Monstad’s bachelor thesis was about a similar theme, and her master thesis dealt with unacknowledged de facto-states. She sees many similarities between those two theses and her current project, but believes they are still different enough to provide for a good width in her research.
Elin Monstad completed her M.A. at the Department of Comparative Politics in 2013. Afterwards, she worked at the University of Bergen for a semester before backpacking through the Stan-countries in Central Asia. Since then she has worked at NSD (Norwegian Centre for Research Data) for two years. In addition, she has worked as a research assistant on different projects at UiB and NHH, and as a freelancer for FN-sambandet (United Nations Association of Norway).
Aaron Spitzer joined the Department of Comparative Politics this month. The title of his PhD project is “Individual freedoms versus Indigenous self-determination in Canada’s North and Norwegian Samiland: Constitutional structure, legal tradition and the ‘clash of rights’ in settler-colonial states.”
The project builds on his M.A. thesis, which explored how non-Indigenous settlers have asserted individual rights of mobility and voting to constrain Indigenous autonomy and self-determination in Canada’s Northwest Territories.
Because settler-colonialism has had a relatively recent and relatively limited impact on Arctic Indigenous peoples, the Arctic provides unique opportunities for creatively and fruitfully pursuing decolonization and working out arrangements whereby Indigenous peoples can enjoy autonomy and self-determination within and across the borders of modern nation states. These efforts may provide guidance to states around the world grappling with the challenges of internal pluralism, says Spitzer.
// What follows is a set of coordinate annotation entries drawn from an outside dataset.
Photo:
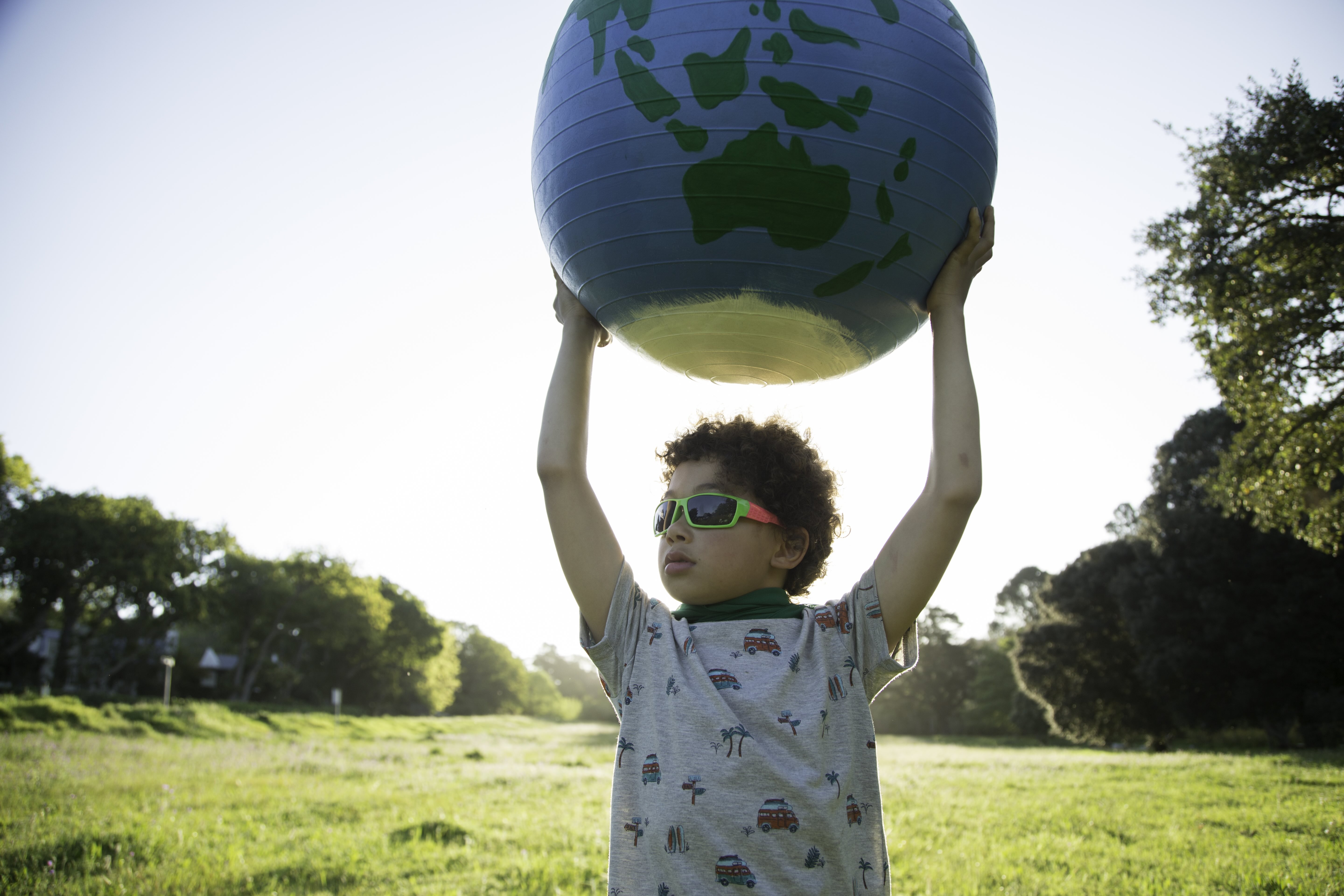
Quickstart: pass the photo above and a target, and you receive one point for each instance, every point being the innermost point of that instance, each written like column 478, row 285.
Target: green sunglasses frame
column 745, row 511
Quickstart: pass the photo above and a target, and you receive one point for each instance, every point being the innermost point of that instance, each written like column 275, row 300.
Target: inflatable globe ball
column 760, row 193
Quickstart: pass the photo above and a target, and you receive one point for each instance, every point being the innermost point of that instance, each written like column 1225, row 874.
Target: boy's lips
column 677, row 562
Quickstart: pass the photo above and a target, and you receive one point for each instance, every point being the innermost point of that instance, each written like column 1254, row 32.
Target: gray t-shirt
column 746, row 752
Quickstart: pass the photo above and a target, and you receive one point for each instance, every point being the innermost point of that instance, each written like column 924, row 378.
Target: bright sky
column 275, row 265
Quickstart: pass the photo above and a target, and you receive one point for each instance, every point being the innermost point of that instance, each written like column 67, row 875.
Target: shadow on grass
column 437, row 832
column 70, row 856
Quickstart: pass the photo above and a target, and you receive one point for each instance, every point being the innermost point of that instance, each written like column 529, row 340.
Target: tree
column 928, row 699
column 1080, row 660
column 1256, row 265
column 576, row 679
column 494, row 680
column 113, row 574
column 1017, row 604
column 546, row 702
column 1214, row 590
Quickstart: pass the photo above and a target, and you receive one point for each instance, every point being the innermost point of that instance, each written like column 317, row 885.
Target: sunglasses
column 709, row 511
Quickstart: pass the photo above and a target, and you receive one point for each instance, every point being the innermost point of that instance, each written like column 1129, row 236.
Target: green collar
column 763, row 604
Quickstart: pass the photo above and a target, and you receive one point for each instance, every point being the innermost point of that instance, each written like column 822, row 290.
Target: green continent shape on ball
column 643, row 89
column 720, row 78
column 779, row 46
column 599, row 14
column 806, row 109
column 806, row 29
column 760, row 183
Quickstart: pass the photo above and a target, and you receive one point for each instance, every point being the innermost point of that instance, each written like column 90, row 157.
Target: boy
column 750, row 742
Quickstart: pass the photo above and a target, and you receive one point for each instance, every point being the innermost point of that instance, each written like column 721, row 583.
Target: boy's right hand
column 569, row 311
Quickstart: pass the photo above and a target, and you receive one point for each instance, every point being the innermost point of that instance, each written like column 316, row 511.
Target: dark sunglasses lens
column 663, row 516
column 710, row 510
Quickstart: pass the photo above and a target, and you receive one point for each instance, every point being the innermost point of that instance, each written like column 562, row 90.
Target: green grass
column 275, row 802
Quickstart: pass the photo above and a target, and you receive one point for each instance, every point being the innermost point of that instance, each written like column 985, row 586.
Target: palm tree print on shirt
column 736, row 731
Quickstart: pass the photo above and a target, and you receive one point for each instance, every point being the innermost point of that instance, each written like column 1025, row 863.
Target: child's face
column 709, row 566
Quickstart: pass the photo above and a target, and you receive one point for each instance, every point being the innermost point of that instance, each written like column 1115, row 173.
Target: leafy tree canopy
column 1190, row 619
column 1256, row 266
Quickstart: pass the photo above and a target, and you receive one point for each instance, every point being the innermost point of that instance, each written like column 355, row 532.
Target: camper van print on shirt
column 759, row 763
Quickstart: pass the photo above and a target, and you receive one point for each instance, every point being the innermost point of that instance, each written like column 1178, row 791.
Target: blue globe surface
column 760, row 193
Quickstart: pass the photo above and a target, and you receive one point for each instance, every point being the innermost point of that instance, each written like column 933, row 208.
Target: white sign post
column 168, row 664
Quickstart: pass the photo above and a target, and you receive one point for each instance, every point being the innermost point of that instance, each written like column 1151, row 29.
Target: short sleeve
column 615, row 653
column 859, row 617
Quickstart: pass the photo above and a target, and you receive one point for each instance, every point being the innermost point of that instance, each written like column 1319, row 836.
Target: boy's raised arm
column 584, row 541
column 917, row 554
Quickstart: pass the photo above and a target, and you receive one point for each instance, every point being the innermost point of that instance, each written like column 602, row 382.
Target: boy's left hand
column 966, row 261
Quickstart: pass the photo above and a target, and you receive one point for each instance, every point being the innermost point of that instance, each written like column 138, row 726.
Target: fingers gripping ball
column 760, row 193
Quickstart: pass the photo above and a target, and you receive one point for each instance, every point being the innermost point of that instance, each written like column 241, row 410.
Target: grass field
column 101, row 802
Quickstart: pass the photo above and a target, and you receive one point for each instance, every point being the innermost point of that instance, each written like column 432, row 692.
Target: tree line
column 95, row 590
column 1220, row 601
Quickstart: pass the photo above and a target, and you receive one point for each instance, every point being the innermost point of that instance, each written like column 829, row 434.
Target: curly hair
column 777, row 467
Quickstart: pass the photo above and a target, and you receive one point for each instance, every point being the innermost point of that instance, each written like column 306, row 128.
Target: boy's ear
column 794, row 547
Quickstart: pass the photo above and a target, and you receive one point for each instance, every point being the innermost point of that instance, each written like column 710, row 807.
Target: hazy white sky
column 276, row 265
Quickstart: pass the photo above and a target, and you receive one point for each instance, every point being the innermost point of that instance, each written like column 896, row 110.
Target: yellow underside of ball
column 744, row 339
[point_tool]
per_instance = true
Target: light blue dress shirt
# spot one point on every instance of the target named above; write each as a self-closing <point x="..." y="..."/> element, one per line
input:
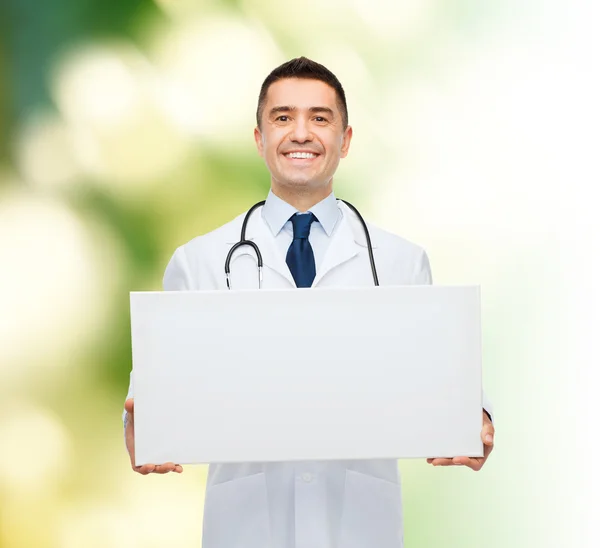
<point x="276" y="213"/>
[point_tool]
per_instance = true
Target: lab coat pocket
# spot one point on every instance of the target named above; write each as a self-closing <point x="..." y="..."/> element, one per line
<point x="372" y="513"/>
<point x="236" y="514"/>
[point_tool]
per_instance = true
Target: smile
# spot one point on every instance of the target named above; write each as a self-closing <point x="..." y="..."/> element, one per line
<point x="301" y="155"/>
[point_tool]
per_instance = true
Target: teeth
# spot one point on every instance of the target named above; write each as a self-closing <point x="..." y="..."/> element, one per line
<point x="302" y="155"/>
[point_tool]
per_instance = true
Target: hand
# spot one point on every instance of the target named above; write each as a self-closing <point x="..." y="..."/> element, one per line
<point x="475" y="463"/>
<point x="145" y="469"/>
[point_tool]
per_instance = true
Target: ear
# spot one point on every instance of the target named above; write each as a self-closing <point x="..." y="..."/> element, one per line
<point x="346" y="141"/>
<point x="259" y="142"/>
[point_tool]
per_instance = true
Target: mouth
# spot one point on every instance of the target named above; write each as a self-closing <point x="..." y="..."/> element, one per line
<point x="298" y="156"/>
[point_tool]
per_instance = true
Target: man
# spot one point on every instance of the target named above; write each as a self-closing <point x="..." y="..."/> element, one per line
<point x="307" y="239"/>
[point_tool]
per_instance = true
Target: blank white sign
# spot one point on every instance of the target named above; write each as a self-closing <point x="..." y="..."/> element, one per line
<point x="306" y="374"/>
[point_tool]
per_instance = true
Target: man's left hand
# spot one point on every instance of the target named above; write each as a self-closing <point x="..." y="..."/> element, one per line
<point x="475" y="463"/>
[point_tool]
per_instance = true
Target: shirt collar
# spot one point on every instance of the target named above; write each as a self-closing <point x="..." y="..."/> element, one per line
<point x="276" y="212"/>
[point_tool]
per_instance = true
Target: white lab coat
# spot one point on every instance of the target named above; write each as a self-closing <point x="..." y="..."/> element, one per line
<point x="346" y="504"/>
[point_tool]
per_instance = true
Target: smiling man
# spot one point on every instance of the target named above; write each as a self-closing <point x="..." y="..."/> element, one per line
<point x="307" y="239"/>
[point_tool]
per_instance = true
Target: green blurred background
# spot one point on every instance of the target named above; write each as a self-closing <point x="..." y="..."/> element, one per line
<point x="126" y="130"/>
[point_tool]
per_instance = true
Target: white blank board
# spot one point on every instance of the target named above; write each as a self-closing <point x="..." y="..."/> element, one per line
<point x="306" y="374"/>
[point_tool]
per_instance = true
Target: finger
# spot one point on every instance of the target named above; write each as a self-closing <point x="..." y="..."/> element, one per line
<point x="472" y="463"/>
<point x="164" y="468"/>
<point x="442" y="462"/>
<point x="487" y="434"/>
<point x="145" y="469"/>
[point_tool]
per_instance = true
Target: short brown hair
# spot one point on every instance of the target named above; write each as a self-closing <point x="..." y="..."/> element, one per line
<point x="301" y="67"/>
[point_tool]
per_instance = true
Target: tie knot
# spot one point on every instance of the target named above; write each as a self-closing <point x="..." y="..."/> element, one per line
<point x="301" y="224"/>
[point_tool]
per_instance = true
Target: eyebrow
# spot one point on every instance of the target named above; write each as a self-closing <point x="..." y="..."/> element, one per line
<point x="314" y="110"/>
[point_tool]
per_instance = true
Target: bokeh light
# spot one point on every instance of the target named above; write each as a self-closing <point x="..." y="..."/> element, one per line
<point x="126" y="130"/>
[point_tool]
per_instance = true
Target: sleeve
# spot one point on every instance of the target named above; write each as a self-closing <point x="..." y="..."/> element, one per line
<point x="177" y="278"/>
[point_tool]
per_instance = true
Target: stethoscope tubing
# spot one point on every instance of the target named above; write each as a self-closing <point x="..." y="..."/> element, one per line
<point x="259" y="259"/>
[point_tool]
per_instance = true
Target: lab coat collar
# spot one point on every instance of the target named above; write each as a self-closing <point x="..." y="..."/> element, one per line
<point x="277" y="212"/>
<point x="346" y="242"/>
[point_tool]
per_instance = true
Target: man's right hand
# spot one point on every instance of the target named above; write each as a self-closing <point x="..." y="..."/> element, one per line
<point x="130" y="441"/>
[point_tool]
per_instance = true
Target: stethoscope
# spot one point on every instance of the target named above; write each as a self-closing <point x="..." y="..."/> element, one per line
<point x="250" y="243"/>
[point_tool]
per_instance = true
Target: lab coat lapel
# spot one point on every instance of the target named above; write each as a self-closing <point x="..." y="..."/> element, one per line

Aaron Spitzer earned his M.A. in Northern Studies, with a concentration in Northern governance, from the University of Alaska Fairbanks in 2015. He earned his B.A. in political science in 1995 from Carleton College in Minnesota, USA. For nearly 20 years in between, he worked as a journalist and editor specializing in the world’s Polar Regions. He lived and worked in Antarctica, Alaska and all three of Canada’s northern territories. For eight of those years he was the editor-in-chief of Up Here, the magazine of Canada’s North, which in 2010 was named Canada’s Magazine of the Year. He also co-wrote several Lonely Planet travel guides on Alaska and Northern Canada, and continues to work as a lecturer aboard cruise ships travelling in Greenland and the Canadian Arctic.